The sale would be far from a big win for Lytro and its backers. The startup has raised just over $200 million in funding and was valued at around $360 million after its last round in 2017, according to data from PitchBook. Its long list of investors include Andreessen Horowitz, Foxconn, GSV, Greylock, NEA, Qualcomm Ventures and many more. Rick Osterloh, SVP of hardware at Google, sits on Lytro’s board.
A pricetag of $40 million is not quite the exit that was envisioned for the company when it first launched its camera concept, and in the words of investor Ben Horowitz, “blew my brains to bits.”
The company’s trajectory since being founded in 2006 (originally as Refocus Imaging) by Ren Ng underscores a few of the ongoing challenges in the startup world: hardware remains hard; VR has not grown as fast as some had thought that it would; and more generally, large platforms will loom as persuasive consolidators especially when conditions for the the first two of those issues become tight.
In the case of Lytro, that translated to captivating but expensive cameras; a weaker business funnel for its pivot to VR; and, it appears, a persuasive offer from a company that has plenty of cash and time to wait out the right market conditions for new platforms, and in the meantime to consider the multiple uses of the tech in a variety of different scenarios, be it in its automotive or mapping businesses, or gaming or something else entirely.
(Coincidentally, it seems that Lytro only recently made an acquisition of its own, of Limitless, to expand its work in VR for games.)
What Google would intend to do with Lytro is not clear yet.

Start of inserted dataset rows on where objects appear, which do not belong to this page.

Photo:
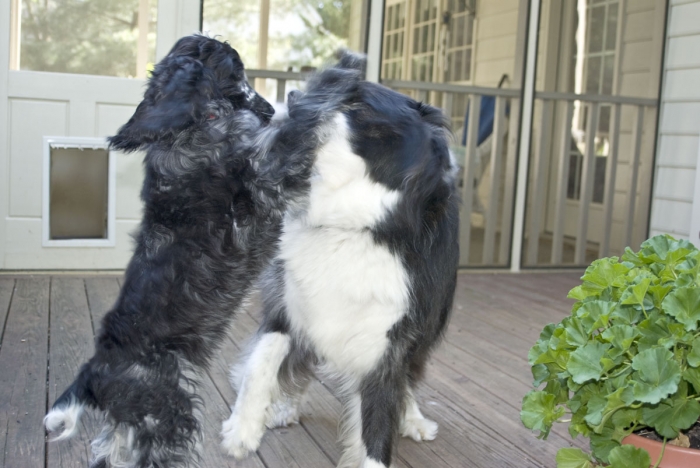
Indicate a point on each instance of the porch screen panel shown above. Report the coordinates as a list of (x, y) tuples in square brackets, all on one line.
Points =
[(598, 71)]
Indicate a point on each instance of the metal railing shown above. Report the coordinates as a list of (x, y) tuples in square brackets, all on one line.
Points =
[(593, 103), (501, 177)]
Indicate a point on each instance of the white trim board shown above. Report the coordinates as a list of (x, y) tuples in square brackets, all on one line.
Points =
[(695, 213), (78, 142)]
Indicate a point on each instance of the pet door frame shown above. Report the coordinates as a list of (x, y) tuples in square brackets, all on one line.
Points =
[(82, 143)]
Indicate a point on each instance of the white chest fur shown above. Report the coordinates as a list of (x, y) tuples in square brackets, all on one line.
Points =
[(343, 291)]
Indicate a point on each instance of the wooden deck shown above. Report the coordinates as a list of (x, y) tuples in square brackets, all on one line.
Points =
[(473, 388)]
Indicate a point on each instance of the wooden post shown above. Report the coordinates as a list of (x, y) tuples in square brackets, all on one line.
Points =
[(142, 45), (264, 34), (562, 184)]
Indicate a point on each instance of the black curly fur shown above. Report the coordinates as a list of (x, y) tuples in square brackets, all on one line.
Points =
[(217, 181)]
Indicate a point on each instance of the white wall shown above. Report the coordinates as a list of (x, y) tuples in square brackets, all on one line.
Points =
[(679, 127), (38, 104)]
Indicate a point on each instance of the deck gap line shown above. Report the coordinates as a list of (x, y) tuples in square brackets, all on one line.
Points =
[(475, 416), (92, 317), (302, 425), (492, 433), (456, 345), (9, 307)]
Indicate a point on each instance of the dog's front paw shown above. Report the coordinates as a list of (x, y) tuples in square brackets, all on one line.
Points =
[(282, 413), (240, 438), (419, 429)]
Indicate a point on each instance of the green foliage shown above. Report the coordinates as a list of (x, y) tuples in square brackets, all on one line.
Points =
[(97, 37), (301, 33), (628, 356)]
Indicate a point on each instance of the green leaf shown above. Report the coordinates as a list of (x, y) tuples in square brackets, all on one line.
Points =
[(576, 334), (540, 412), (595, 314), (620, 336), (602, 444), (684, 305), (573, 458), (657, 375), (626, 315), (600, 275), (629, 456), (672, 415), (659, 292), (540, 348), (540, 373), (692, 376), (596, 405), (635, 294), (584, 363), (654, 331)]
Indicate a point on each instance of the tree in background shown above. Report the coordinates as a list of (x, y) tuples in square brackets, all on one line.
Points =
[(301, 33), (96, 37)]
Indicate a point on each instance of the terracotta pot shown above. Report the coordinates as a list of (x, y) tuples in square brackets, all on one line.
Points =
[(674, 457)]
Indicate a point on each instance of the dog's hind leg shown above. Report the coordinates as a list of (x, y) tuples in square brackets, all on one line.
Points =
[(294, 377), (372, 418), (413, 423), (258, 390)]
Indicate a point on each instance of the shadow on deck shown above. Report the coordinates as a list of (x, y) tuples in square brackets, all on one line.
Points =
[(473, 388)]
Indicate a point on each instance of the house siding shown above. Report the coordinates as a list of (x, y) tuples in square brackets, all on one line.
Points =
[(679, 126)]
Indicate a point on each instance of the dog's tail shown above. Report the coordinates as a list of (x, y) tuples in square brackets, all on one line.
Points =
[(66, 411)]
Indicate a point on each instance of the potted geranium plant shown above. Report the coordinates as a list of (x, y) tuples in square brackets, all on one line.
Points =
[(627, 359)]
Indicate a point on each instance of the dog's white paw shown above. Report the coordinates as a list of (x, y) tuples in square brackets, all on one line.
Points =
[(239, 439), (282, 413), (419, 429)]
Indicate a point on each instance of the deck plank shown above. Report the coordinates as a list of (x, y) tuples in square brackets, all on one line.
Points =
[(7, 287), (473, 387), (102, 293), (71, 345), (23, 375), (290, 446)]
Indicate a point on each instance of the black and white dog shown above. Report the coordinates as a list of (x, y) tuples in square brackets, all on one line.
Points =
[(218, 178), (363, 283)]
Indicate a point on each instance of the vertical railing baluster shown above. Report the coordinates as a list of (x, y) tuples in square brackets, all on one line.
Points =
[(468, 179), (644, 200), (281, 88), (634, 173), (494, 180), (610, 176), (587, 180), (447, 101), (509, 182), (562, 184), (539, 184)]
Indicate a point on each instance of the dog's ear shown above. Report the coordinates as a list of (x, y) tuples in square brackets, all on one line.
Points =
[(177, 96)]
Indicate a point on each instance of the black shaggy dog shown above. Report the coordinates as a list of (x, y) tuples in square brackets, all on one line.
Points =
[(218, 179), (363, 282)]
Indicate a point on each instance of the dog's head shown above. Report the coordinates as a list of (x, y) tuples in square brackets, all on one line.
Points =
[(197, 71), (228, 70), (178, 95)]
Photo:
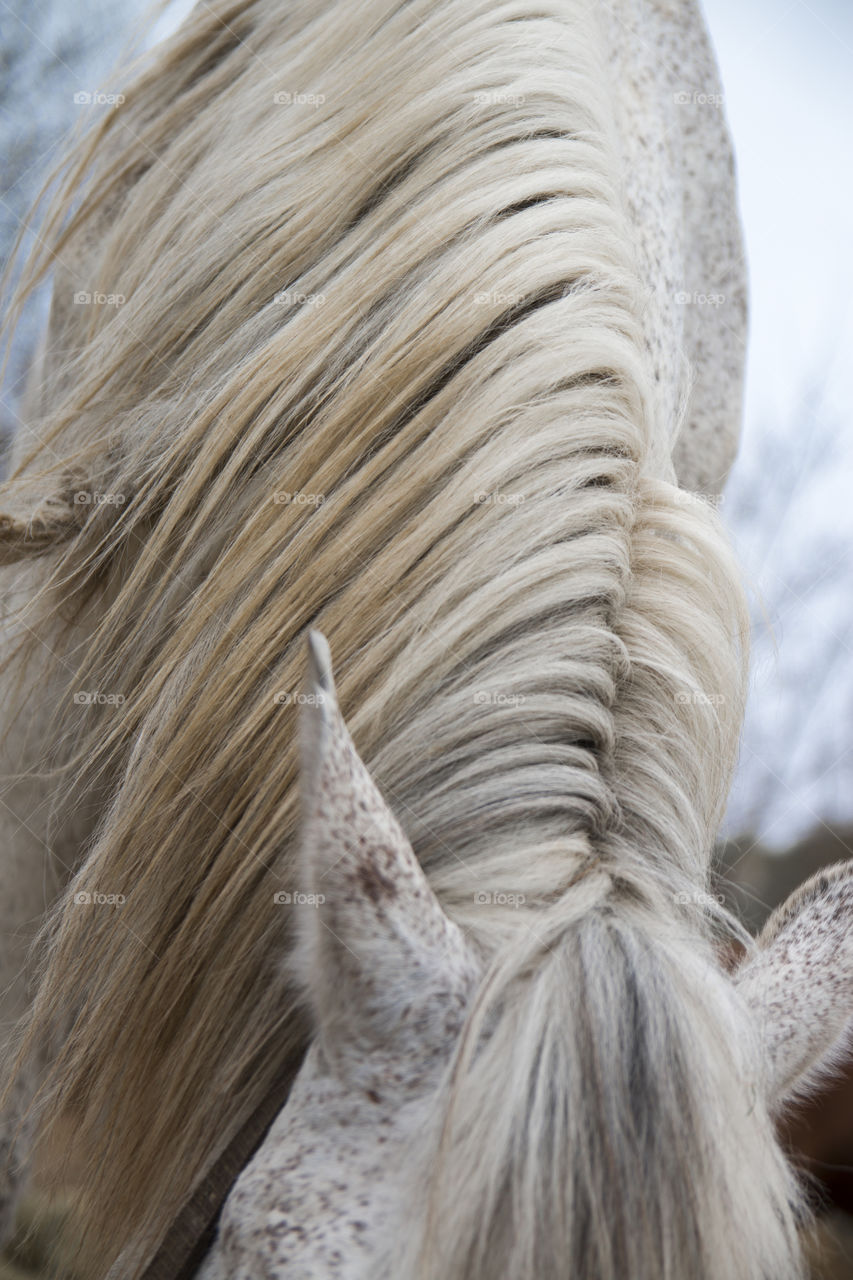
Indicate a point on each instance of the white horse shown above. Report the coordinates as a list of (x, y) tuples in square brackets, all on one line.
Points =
[(419, 324)]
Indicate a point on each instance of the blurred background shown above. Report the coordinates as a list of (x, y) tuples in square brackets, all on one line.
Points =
[(785, 68)]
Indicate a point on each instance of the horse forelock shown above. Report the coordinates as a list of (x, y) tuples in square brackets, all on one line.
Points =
[(423, 420)]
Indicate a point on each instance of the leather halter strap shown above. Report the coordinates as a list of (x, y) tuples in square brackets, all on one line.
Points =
[(192, 1232)]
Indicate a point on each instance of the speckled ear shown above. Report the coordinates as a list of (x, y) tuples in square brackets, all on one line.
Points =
[(799, 983), (375, 951)]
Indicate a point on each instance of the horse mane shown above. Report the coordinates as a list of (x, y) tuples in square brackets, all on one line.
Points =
[(378, 370)]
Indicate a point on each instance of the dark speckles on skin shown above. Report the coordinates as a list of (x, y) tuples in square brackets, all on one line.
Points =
[(374, 883)]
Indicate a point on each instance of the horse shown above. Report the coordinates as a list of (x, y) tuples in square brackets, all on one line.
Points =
[(409, 337)]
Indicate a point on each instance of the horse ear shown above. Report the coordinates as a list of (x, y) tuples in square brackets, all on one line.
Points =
[(799, 982), (375, 951)]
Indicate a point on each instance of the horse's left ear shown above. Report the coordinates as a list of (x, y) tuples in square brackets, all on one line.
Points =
[(799, 982), (379, 959)]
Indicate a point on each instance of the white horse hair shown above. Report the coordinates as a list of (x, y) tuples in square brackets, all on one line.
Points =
[(414, 352)]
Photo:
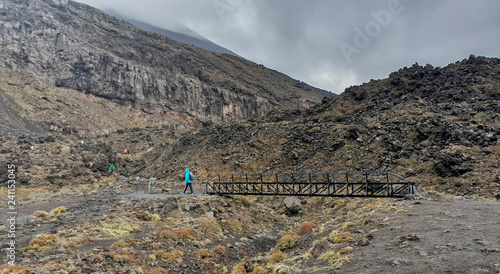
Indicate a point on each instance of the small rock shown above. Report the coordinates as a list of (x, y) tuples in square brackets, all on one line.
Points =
[(293, 205), (409, 197), (397, 261), (363, 242), (410, 237)]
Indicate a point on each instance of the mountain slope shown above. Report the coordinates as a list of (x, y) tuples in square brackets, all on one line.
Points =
[(186, 36), (76, 46), (439, 126)]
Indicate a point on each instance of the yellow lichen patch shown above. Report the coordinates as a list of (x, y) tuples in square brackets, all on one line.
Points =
[(40, 214), (392, 208), (340, 237), (14, 269), (220, 249), (174, 256), (334, 258), (277, 257), (211, 228), (235, 225), (158, 271), (285, 243), (120, 229), (187, 233), (120, 244), (346, 225), (42, 242), (306, 228), (57, 211), (203, 253)]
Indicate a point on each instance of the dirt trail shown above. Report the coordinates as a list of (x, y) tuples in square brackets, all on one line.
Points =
[(443, 235), (79, 208)]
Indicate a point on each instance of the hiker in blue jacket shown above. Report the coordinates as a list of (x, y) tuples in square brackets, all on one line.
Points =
[(188, 178)]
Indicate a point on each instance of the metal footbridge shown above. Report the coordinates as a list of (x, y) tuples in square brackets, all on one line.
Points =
[(335, 184)]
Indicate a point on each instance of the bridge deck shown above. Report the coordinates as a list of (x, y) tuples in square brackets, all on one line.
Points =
[(338, 184)]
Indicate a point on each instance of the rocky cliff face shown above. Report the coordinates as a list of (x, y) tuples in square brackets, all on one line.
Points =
[(438, 126), (76, 46)]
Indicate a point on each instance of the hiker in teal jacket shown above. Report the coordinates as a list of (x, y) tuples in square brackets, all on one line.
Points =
[(188, 178)]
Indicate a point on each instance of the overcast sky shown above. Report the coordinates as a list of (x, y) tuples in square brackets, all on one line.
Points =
[(332, 44)]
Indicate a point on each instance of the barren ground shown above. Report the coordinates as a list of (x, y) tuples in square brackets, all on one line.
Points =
[(432, 234)]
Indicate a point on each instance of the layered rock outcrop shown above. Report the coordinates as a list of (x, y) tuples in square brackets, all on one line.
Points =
[(75, 46)]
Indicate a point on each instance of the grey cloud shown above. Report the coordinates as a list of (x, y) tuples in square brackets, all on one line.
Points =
[(303, 38)]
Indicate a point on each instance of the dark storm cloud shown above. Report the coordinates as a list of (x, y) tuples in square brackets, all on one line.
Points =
[(333, 44)]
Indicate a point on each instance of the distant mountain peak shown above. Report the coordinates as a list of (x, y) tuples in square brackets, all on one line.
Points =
[(177, 31)]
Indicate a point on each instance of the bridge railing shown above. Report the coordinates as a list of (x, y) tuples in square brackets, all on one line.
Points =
[(333, 184)]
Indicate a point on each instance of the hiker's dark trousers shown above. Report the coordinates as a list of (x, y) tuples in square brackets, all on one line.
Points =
[(190, 185)]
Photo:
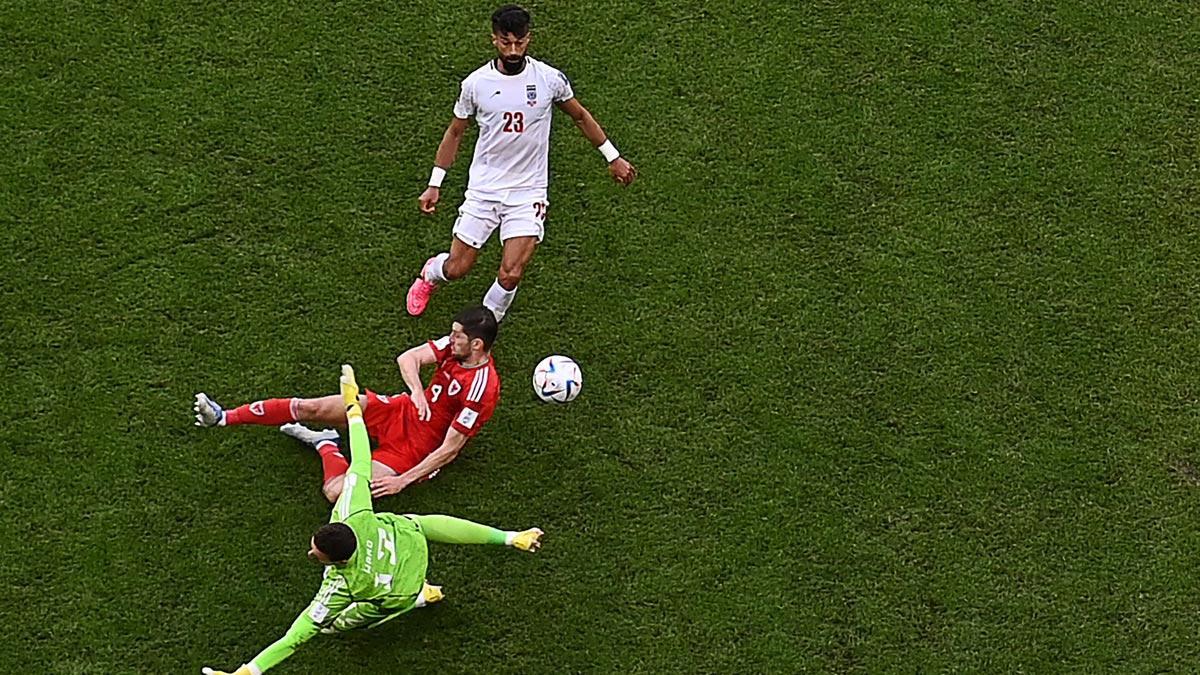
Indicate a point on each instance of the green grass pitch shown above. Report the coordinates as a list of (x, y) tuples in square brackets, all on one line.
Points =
[(892, 352)]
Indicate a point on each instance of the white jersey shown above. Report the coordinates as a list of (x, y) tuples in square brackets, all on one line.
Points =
[(513, 112)]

But more generally, an exit to the company would give Lytro the potential to integrate and apply its technology at one of the world’s biggest tech companies, which controls development of the world’s most widely used smartphone operating system.
It has also been doubling down on a full spectrum (geddit) of technologies and products related to how we see digital images today and in the future. That has included a plethora of work and acquisitions around computer vision technologies; how images are stored, manipulated and displayed; and how they are captured.
Lytro falls into the third of these categories, with technology that provides a way to capture the so-called light field of an image — that is, a composite picture with data for the image provided from all angles. This makes a two-dimensional picture essentially three-dimensional, because of the depth and perspectives you can get when looking at the picture — optimised for immersive viewing experiences. It also can be used to focus in on detail of one object leaving out its background, making it an alternative to green-screen usage.
All this makes this tech especially useful for VR, where flatter images can cause motion sickness because they do not move as well with the viewer. But such imaging tech also has the long term potential to be applied in a variety of other places.
“We believe we have the opportunity to be the company that defines the production pipeline, technologies and quality standards for an entire next generation of content,” Lytro CEO Jason Rosenthal wrote in a blog post at the time of its last funding, just over a year ago. Now, it appears that it might be Google’s turn to see how that ambition will play out.
Updated with more price information and detail on how light-field tech works.